The crosses we bear in our lives often feel similar, whether of our own making or not.  They are sometimes painful and heavy, sometimes tedious and aggravating and often we can’t really see the point even if we have a vague sense that somehow they are for our good.   How often do we cry out in distress to make it stop or change or go away or improve?  How often do we seem to get no response and see no change?  Or how often do we come through hardship the better and stronger for it?  In every case, God asks us to persevere and trust in Him because He knows exactly what the point is.

Simon de Vos - The Israelites after Crossing t...

Simon de Vos – The Israelites after Crossing the Red Sea – WGA25334 (Photo credit: Wikipedia)

We can look at the example of the Israelites coming out of slavery.  They were in the desert waiting on the Lord for 40 years! They cried out and prayed and begged, and in spite of manna raining down from heaven to feed them daily, they ultimately failed to trust.  Moses went up Mt Sinai for 40 days and by the time he came back down God’s chosen people were worshipping idols. (Ex. 32) These were a people that had walked through the Red Sea on dry ground! They experienced miracles directly from God but how easily they gave up when the waiting didn’t seem to make sense.

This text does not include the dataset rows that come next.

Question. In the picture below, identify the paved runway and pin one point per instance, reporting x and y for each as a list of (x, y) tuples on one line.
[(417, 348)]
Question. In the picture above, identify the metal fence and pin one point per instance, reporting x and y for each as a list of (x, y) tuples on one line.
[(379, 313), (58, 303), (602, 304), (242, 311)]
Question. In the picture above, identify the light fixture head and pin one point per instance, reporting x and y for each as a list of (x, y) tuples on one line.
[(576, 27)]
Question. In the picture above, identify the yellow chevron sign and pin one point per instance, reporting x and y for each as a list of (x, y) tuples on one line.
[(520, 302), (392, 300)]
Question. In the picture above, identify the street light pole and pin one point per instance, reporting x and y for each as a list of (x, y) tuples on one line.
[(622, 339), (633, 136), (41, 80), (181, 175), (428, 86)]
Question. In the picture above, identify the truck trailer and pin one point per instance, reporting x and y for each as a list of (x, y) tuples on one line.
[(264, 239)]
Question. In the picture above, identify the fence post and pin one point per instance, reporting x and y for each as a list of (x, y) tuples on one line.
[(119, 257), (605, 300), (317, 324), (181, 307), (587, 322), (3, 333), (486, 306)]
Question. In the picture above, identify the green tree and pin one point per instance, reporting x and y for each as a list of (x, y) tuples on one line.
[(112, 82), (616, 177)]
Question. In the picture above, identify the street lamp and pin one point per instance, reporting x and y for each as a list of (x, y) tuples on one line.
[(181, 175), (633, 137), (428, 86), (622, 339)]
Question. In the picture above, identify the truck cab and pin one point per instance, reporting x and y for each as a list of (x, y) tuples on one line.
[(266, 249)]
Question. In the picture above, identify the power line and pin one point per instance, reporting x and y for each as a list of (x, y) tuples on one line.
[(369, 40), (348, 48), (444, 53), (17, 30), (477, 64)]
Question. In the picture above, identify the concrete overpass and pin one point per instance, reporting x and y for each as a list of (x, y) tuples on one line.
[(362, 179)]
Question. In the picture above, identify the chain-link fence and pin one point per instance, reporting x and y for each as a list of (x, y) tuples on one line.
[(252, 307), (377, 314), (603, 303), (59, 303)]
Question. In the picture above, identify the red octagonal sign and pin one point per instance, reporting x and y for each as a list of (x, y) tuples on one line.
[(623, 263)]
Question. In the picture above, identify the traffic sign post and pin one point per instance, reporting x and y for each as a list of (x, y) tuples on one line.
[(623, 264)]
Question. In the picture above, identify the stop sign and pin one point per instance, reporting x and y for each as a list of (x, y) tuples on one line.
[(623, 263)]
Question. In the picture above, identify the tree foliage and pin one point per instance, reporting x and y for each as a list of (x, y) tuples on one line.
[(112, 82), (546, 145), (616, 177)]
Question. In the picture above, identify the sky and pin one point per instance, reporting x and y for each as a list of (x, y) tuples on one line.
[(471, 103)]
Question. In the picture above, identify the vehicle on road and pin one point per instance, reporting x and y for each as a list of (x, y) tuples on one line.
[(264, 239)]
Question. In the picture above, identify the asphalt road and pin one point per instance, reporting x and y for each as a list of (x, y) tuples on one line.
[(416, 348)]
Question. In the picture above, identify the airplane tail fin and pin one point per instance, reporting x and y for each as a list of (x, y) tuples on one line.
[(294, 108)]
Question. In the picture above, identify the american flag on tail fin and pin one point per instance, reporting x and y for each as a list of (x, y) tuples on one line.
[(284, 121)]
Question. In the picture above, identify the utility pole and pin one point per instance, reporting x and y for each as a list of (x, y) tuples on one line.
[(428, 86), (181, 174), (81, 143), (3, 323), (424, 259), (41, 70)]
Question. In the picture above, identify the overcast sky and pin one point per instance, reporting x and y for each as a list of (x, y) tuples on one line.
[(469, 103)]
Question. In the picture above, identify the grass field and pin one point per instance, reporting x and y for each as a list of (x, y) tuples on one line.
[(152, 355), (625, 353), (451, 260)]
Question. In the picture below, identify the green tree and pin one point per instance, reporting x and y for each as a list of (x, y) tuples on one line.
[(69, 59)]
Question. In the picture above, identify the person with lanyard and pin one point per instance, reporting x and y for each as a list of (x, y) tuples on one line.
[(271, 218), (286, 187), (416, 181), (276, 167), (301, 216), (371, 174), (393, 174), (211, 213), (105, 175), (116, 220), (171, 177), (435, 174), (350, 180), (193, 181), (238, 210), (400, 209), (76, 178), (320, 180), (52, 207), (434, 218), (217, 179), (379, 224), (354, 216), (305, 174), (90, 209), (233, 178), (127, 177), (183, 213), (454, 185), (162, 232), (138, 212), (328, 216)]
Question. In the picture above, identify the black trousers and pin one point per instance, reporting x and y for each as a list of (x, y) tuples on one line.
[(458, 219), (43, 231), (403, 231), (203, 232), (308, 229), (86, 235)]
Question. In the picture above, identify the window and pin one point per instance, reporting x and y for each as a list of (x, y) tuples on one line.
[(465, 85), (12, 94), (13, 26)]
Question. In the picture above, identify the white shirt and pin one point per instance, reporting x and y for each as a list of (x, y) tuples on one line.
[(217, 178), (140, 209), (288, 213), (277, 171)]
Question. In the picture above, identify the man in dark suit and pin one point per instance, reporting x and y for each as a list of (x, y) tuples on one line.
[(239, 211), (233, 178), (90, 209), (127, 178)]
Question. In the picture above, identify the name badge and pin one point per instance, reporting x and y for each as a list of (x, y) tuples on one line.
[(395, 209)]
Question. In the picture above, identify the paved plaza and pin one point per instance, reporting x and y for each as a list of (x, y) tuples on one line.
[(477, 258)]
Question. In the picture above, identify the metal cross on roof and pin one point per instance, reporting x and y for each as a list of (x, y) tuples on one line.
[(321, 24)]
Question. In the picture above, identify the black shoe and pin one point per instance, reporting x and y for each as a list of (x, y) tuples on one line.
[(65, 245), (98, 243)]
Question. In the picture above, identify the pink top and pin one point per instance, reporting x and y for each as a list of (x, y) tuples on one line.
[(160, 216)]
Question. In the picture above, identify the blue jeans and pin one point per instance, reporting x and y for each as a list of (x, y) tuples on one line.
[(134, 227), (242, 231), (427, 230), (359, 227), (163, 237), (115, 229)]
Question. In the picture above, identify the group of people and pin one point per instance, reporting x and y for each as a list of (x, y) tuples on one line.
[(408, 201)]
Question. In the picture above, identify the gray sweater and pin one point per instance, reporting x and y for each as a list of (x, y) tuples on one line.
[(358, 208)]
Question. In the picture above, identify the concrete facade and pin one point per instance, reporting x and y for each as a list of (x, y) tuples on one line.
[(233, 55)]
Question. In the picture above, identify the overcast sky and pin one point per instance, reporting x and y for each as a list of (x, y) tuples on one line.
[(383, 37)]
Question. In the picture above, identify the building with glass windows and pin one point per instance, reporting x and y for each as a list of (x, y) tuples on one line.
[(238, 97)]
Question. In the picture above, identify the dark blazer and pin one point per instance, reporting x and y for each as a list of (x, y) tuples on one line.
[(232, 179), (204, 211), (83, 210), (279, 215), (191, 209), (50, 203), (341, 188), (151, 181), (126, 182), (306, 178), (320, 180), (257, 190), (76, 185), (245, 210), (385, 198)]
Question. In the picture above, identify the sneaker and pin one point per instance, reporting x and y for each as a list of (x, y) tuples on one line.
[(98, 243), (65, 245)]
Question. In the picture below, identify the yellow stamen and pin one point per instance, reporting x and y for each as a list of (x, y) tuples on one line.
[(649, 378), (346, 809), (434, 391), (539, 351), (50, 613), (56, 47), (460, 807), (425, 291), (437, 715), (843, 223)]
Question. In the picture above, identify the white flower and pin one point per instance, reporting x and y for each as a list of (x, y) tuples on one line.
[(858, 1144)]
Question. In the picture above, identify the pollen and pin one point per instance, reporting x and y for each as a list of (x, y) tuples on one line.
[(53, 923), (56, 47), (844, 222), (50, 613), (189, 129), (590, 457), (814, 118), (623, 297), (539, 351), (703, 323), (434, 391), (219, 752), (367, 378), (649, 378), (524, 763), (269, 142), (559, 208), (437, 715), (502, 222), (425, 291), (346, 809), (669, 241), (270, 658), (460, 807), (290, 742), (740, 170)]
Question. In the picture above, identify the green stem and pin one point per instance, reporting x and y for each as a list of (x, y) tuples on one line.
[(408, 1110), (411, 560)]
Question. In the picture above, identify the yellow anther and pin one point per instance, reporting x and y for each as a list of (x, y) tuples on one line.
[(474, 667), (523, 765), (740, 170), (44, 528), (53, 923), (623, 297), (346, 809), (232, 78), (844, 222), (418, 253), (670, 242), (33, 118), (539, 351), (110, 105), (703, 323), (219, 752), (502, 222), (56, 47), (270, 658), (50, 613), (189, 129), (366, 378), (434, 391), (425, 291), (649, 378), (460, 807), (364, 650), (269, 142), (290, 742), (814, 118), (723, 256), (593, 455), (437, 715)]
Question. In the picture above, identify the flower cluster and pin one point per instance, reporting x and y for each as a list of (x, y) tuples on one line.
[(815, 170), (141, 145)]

We can ask, about the Israelites, and about our own lives, what is the point of the suffering God allows?   I certainly can’t pretend to have the answer to that profound question; who can know the mind of God after all?   But it is not difficult to look back at the Israelites on their way to Canaan and see where they might have gone wrong.  They certainly lost patience, and failed to obey and trust in God’s promise to lead them to the promised land. They questioned and tested God when they were hungry and thirsty (Ex 16-17).  The minute the going got tough they decided they had a better way.

What they missed was the point that our sufferings are an opportunity for purification.   They provide an opportunity to rely totally on our sovereign God and believe wholeheartedly that there is a point and a plan and that He is providing all the grace we need to be victorious for eternal rewards.

When we look at our crosses from this perspective they become easier to bear.  When we open our hearts to God in total trust and abandonment, He fills them with Grace to bear up in our circumstances.   He teaches not only the bearer of the cross but sometimes those who come into contact with another’s cross, how to trust and rely on Him in all circumstances.  He fills our hearts with Himself, thereby assuring us of victory.

My muscles are no longer screaming at me in killing pain.  I’m not even sure what was accomplished by those few little workouts, but somehow I know it was good and I’m glad that I have the first and most difficult week under my belt. Even if it’s on a very small scale, I am stronger and better off and more prepared to take on bigger and better workout challenges that will lead to a healthier and happier physical me!  Most importantly I’ve opened up an opportunity for myself to grow and to change.

If those Israelites had known then what we know now, if they had the knowledge of hindsight, imagine how obedient and full of Love for self and neighbor and how faithful in trusting and worshiping the one true God they would have been.

Wouldn’t they?

After all the land of milk and honey awaits.